You might think staying in a hotel is all about rest and relaxation if you only book them for vacations. But for hotel staff, it’s a different story. Luxury hotel employees are sharing secrets on Reddit about what really happens behind the scenes. Below are some unsettling stories. Enjoy reading these details that management might want to keep hidden, and upvote the tales that will make you rethink your next hotel stay!
All you have to do is ask
“Front desk knows all the call girls. We give them water on the way out and sometimes call them taxis. Management doesn’t like us doing it but escorts tip well.” – Reddit
Money can’t buy class
“I only work as a housekeeper at a regular 4 star Hotel, but probably about 25% of people either bleed or leave s**t stains on the beds. It’s truly atrocious how disgusting people are, especially when they know someone else is cleaning it up. Even the wealthier guests. And the best tippers are the cleanest people. If someone fully s**t on the bed and used towels to wipe, left cum on the shower door, drank heavily and puked on the carpet in multiple places, and clogged the toilet, that person will not tip at all. But the person who barely used the full bed and didn’t use the shower at all and was super clean and polite, now that’s a good tipper.” – Reddit
Keep it cold
“My buddy was a dive instructor at a luxury resort on an island.
One of the guests had a heart attack on the diving excursion(before he got off the boat).
The nearest Doctor couldn’t come for 24hrs, so they put the corpse in a guest room and cranked up the aircon.
Of course reception gave the key to the corpse room to a newly arrived honeymooning couple. They were greeted by the star of weekend at Bernies
Edit for clarity: Dr was to sign off death, do formalities not to save life.

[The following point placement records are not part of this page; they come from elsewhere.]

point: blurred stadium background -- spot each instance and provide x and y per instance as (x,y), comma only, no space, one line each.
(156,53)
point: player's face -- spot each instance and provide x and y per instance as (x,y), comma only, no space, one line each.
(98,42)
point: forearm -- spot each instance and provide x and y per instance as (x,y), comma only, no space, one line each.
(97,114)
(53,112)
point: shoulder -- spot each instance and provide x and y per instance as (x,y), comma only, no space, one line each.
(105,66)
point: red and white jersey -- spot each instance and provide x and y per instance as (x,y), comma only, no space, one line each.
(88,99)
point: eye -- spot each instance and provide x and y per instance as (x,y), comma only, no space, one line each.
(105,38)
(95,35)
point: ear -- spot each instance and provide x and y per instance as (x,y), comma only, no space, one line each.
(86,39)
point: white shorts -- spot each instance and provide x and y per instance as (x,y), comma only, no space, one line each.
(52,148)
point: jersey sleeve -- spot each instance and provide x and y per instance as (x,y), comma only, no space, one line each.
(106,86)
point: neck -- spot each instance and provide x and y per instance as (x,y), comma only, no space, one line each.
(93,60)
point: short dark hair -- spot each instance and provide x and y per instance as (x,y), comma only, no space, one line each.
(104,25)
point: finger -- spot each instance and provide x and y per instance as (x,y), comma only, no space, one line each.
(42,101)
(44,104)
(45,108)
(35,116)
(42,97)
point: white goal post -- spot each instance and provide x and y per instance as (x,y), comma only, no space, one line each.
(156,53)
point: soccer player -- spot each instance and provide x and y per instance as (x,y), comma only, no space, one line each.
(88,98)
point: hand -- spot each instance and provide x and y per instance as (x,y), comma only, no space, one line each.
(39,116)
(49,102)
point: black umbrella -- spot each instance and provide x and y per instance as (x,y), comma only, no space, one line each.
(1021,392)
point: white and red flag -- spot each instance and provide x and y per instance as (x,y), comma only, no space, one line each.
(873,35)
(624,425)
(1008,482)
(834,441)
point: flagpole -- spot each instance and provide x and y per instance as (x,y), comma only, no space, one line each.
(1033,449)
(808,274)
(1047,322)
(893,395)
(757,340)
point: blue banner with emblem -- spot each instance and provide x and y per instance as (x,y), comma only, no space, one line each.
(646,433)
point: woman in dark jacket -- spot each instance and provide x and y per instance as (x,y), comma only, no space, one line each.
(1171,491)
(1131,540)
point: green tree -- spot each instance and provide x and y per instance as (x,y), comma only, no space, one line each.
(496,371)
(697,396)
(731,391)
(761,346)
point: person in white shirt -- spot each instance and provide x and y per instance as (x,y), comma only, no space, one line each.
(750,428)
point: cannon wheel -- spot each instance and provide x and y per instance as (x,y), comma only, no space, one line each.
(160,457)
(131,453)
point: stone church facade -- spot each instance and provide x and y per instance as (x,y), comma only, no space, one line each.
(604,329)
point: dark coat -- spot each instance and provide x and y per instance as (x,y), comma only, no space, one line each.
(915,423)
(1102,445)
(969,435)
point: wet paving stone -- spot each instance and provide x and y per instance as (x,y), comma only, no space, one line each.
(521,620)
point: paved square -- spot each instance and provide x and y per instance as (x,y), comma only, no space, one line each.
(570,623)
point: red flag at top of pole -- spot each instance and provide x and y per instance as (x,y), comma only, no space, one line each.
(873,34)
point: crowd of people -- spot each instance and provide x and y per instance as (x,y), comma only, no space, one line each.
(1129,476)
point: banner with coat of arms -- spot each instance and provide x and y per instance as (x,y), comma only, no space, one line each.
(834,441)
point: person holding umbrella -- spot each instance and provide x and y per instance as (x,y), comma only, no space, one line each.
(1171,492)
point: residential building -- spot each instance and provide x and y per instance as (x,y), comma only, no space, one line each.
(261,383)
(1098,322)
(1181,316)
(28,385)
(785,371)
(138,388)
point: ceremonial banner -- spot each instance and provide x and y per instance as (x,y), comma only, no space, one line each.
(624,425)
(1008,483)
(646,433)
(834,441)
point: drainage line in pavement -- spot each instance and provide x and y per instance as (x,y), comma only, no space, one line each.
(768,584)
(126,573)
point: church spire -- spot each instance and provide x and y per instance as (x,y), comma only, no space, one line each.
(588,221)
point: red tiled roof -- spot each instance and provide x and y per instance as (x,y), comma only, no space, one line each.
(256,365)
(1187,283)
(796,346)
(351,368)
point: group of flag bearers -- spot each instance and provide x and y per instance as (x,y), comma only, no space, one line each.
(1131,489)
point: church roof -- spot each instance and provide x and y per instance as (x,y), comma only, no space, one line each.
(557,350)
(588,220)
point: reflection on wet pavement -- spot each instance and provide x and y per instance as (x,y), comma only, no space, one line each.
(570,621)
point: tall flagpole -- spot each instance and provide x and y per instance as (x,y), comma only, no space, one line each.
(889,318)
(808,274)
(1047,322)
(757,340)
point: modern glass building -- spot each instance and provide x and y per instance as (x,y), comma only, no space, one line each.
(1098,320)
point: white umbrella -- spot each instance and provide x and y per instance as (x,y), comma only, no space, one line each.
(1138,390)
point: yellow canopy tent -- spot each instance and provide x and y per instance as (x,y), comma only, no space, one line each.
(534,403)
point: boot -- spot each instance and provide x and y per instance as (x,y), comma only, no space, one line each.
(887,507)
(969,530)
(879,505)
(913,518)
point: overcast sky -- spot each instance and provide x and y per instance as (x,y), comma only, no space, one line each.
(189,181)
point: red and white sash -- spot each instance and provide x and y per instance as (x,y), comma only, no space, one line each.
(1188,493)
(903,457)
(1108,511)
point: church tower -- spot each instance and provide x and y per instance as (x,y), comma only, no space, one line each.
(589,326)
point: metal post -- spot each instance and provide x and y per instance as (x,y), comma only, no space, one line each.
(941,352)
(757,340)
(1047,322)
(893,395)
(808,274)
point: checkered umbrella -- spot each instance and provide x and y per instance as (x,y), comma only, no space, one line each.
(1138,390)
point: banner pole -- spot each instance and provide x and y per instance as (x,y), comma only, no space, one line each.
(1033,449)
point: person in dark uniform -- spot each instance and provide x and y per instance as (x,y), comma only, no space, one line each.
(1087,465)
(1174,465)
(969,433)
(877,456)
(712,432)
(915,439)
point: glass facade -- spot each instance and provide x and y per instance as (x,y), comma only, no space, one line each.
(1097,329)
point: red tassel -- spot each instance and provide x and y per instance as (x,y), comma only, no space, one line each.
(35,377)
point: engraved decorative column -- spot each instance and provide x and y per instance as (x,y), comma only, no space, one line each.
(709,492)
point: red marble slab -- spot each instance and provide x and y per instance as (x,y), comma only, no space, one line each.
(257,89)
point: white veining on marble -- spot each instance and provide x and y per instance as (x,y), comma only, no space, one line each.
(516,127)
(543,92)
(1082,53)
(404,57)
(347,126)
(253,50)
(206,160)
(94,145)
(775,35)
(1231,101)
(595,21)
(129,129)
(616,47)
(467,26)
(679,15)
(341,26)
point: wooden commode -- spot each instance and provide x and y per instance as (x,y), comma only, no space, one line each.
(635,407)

“When I worked at a nice hotel, the ‘affair [code of conduct]’ was brought up in training. Never mention a person being a regular and don’t mention anything about their partner or the fact it’s a different partner. That became a rule after some valet basically kickstarted a very nasty divorce with a wealthy guest.” – Reddit
Running water down the hall
“My brother worked in an upscale hotel in Southern California. A morbidly obese guest sat on the toilet in his room, shattered it, got his femoral artery slashed by a chunk of broken toilet, bled to death, and flooded his room when the water line ruptured. My brother found out about it from the maintenance guy who found the body. Management made sure no other guest ever knew, including the guests in the room below the death scene who called for maintenance because water was running down their wall.” – Reddit
Money can’t buy brains either
“I worked in room service at a very chic hotel in Miami. One guest requested that a specific waitresses (not a room service worker) always deliver him food. Not exactly sure what went on in there, but he tipped her with a big bag of weed each time. Which she would promptly bring back to share with the room service staff. Calvin Klein brought his own food because he was on a special diet. He was an a*****e about it too. I can confirm that the concierge will get you WHATEVER you want: women, d***s, Cuban cigars, guest listed at clubs…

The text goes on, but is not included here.